A library historically indexed its collection in a very space- and time-consuming manner. The index consisted of a physical card catalogue organized by three key fields (subject, author, title) and a few cross-references, such that every book had three separate cards, each meticulously filed in three separate catalogues.
The system was difficult to manage even with a modest collection of books, numbering in the tens of thousands, and would certainly not “scale up” well to the volume of information being published today.
Furthermore, the old catalogue system was relatively shallow in its information content; if a patron wanted to find books that featured stories about a specific topic, such as aardvarks, and the word aardvark did not occur in the title or subject fields, then the catalogue would be unlikely to yield the full range of materials even if they existed in the collection.
It would be nice, from the point of view of the aardvark enthusiast, to have the capacity to get a list of all books that mentioned aardvarks, and to know something about the relative frequency of use so as to determine whether the source might be a significant source of information or if the mention was just a passing reference.
The preparation of such a textual analysis is based upon the generation of a “concordance” of the texts, wherein each word of the text is indexed, and the result is a list of words along with their frequency of use. The production of a concordance is a long and painstaking process when working from printed texts; it becomes quite easy with an electronic form of that same text and the power of a modern computer.
A concordance is an interesting tool, with a well-established history in the field of textual analysis. The first known example of a concordance was created in the 12th century, using the books of the bible. Another well-known example is the concordance of the works of William Shakespeare.
In both of these cases, the concordance data was used to facilitate the cross-referencing of people, places and events, and to help investigate the use of particular phrases or literary allusions.
A concordance can also used as a means to authenticate texts, to ascertain the authorship of a particular text; this kind of use makes the newspapers every so often as a researcher claims that an old work was actually written by Shakespeare, or that Shakespeare’s works were really written by someone else, or in trying to unmask the identity of a criminal (Jack the Ripper, for example) based upon notes left behind at the scenes of the crimes.
The output of a concordance program, in digital form, could easily be scanned for key words (or, in more advanced forms, for phrases and words in close proximity as well).
The ready access to the original document and its entire vocabulary list would provide a richer and deeper capacity to help determine that, in this example, the (fictional) book “The Life and Times of Arnold” is a likely source of information about aardvarks, in spite of the fact that the word “aardvark” doesn’t appear in the title, and the subject might be listed as “biography”.
One of the most famous examples of a concordance making a big splash in the news occurred in 1990, with the “unapproved” publication of the Dead Sea Scrolls.
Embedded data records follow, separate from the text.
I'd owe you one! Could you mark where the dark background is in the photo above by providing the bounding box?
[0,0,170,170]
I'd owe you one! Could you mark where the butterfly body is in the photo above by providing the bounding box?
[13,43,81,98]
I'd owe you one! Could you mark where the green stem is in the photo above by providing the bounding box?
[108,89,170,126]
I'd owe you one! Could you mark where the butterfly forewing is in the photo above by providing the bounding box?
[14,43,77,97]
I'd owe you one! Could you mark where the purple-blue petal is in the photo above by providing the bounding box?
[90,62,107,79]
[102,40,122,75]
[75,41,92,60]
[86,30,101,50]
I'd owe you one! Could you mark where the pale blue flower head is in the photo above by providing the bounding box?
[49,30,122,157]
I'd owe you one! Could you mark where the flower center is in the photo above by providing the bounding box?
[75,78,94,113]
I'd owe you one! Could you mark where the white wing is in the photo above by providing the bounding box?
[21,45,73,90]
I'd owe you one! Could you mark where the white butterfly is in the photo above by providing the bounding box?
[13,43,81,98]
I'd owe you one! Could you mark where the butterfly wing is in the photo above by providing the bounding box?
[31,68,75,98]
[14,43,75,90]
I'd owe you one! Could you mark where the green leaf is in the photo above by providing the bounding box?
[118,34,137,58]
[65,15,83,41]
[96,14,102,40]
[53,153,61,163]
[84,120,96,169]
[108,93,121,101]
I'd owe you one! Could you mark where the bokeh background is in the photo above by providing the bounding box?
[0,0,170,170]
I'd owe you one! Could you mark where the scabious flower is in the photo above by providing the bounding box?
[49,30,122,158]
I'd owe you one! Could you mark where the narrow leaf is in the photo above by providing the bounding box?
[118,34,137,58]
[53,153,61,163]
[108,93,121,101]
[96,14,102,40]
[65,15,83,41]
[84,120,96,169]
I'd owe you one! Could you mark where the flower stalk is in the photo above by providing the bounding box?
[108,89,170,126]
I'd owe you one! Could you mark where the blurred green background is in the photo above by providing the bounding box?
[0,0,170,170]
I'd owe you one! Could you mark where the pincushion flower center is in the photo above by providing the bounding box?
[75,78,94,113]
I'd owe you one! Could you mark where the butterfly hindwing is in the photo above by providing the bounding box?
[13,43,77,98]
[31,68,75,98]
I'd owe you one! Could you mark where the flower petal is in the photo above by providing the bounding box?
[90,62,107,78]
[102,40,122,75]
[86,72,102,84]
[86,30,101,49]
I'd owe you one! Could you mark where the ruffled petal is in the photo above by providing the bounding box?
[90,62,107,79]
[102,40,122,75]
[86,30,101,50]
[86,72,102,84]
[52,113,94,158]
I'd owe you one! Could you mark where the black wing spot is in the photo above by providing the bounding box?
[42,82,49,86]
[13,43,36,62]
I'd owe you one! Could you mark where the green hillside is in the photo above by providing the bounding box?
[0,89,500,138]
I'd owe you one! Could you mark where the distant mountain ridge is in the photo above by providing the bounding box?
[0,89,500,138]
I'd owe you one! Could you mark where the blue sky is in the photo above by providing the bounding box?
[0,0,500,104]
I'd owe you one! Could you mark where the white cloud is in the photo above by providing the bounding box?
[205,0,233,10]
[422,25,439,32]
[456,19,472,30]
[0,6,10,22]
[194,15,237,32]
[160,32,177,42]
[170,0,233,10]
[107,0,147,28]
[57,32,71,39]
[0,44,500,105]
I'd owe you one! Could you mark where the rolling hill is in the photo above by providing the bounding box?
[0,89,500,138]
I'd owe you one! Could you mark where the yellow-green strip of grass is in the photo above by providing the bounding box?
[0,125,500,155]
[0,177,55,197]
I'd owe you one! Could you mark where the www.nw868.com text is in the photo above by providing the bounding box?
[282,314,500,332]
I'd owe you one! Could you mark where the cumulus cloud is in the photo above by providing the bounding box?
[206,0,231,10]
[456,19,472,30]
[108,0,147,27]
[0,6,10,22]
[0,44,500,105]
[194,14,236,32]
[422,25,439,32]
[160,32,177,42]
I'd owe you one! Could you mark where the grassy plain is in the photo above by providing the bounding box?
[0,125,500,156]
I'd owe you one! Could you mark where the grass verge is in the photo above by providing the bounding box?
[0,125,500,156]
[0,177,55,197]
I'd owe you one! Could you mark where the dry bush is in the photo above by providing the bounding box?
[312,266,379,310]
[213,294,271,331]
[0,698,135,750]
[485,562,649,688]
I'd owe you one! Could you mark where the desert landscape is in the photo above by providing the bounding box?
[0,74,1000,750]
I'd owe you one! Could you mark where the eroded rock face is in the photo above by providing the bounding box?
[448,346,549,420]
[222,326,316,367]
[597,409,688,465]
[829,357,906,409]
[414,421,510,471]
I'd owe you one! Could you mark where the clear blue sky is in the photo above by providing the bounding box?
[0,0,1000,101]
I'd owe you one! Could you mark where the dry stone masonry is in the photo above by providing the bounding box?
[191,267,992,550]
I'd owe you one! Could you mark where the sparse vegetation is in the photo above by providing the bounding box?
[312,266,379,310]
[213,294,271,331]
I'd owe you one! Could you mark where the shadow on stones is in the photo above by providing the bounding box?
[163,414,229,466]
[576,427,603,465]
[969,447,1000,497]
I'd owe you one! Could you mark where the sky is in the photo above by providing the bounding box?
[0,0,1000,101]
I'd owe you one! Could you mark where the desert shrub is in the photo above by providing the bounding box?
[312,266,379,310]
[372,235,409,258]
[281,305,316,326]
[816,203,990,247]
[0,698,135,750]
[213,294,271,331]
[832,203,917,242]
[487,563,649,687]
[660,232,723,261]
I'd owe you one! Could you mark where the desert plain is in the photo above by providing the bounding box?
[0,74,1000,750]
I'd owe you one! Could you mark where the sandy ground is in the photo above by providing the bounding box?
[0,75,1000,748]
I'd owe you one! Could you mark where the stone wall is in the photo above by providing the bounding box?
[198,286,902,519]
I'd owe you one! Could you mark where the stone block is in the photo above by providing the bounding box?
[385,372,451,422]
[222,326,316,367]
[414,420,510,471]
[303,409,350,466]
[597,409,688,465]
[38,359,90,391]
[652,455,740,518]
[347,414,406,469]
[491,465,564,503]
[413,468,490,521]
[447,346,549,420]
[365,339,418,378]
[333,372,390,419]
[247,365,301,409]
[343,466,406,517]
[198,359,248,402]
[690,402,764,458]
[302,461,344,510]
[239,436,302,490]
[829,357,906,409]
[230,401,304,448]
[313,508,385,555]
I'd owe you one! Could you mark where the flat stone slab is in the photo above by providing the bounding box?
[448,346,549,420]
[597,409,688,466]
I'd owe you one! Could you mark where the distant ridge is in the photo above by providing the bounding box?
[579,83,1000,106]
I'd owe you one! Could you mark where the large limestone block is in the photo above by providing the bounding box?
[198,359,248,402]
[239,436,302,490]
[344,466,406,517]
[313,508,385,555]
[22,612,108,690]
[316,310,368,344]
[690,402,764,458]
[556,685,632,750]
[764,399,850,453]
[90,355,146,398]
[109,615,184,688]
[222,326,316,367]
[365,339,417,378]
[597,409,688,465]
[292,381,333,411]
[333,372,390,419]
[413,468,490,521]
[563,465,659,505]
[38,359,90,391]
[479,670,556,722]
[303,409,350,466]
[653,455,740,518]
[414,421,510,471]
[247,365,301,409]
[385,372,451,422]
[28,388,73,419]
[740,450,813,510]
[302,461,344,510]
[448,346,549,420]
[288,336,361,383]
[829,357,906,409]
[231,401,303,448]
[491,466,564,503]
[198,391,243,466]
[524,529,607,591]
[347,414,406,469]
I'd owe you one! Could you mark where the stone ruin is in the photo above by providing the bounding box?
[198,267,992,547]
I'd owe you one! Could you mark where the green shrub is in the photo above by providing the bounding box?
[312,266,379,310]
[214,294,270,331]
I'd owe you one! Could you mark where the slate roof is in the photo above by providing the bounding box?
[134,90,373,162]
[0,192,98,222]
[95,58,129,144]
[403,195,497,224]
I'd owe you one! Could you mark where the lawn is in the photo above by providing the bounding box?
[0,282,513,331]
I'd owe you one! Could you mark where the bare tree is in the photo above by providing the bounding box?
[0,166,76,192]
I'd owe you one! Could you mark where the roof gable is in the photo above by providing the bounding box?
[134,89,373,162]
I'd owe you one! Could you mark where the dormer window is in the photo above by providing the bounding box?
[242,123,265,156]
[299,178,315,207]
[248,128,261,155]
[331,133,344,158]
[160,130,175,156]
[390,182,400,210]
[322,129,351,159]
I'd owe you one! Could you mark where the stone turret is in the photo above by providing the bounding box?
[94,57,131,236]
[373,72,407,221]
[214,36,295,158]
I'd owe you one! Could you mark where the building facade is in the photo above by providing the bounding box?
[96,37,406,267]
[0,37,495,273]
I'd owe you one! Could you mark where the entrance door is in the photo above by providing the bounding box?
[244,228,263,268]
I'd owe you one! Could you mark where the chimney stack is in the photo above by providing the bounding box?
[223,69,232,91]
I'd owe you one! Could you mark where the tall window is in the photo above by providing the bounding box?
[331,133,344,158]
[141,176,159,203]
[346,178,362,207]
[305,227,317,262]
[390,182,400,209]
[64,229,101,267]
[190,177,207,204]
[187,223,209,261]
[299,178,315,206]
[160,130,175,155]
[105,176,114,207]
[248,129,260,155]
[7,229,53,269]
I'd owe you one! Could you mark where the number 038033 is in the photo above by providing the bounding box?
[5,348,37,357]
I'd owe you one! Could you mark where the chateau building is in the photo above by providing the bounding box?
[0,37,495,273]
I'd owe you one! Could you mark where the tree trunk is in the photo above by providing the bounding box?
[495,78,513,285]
The Dead Sea Scrolls were discovered in 1947, in the Middle East (near the Dead Sea of course). There were approximately 800 scrolls, representing most of the books of the Old Testament. They were the oldest and thus most “authentic” of any known examples of biblical texts.
They soon became the center of controversy. The scrolls and their contents were kept out of general circulation, seen and studied only by a select group of scholars. The limited distribution was purportedly set up out of concern that the translation and interpretation of the scrolls was too important to be done in a careless or insensitive manner.
But as decades passed, and few of the scrolls had been published, there was growing impatience amongst others in the field who were upset that some of the most important documents in history were being deliberately withheld, with no definitive plan for their ultimate publication.
The situation changed dramatically when the text of the Dead Sea Scrolls were released by a graduate student from the Union Theological Seminary in Cincinnati, Ohio. It seems that a full concordance of the scroll had been previously prepared, complete with listings of every word (in Hebrew and Aramaic) and where it occurred in each of the documents. The school possessed a full printed concordance of the scrolls.
The significance of the concordance was not lost on the graduate student, who transcribed the information into digital form and used a desktop computer to re-assemble the original text from the concordance data.
A complete concordance would index every word in a document. This includes all parts of speech, such as definite and indefinite articles, pronouns, and conjunctions. While such words are important in a full concordance, they are not so useful in the context of indexing files and distinguishing amongst documents in the context of a search.
The implementation of a web indexing strategy would include a mechanism by which specific words and/or entire parts of speech would be excluded from the index. This could be done using an explicit list or table of excluded words, or more ambitiously by using structural analysis to identify the parts of speech and exclude entire categories of words.
The aardvark case is but a single small example; consider the potential if every document were available in digital form and indexed in its entirety (not just a few key words). The comprehensiveness of a search for topical documents would be significantly improved, though some caution would be needed to filter out extraneous information and somehow prioritize the results.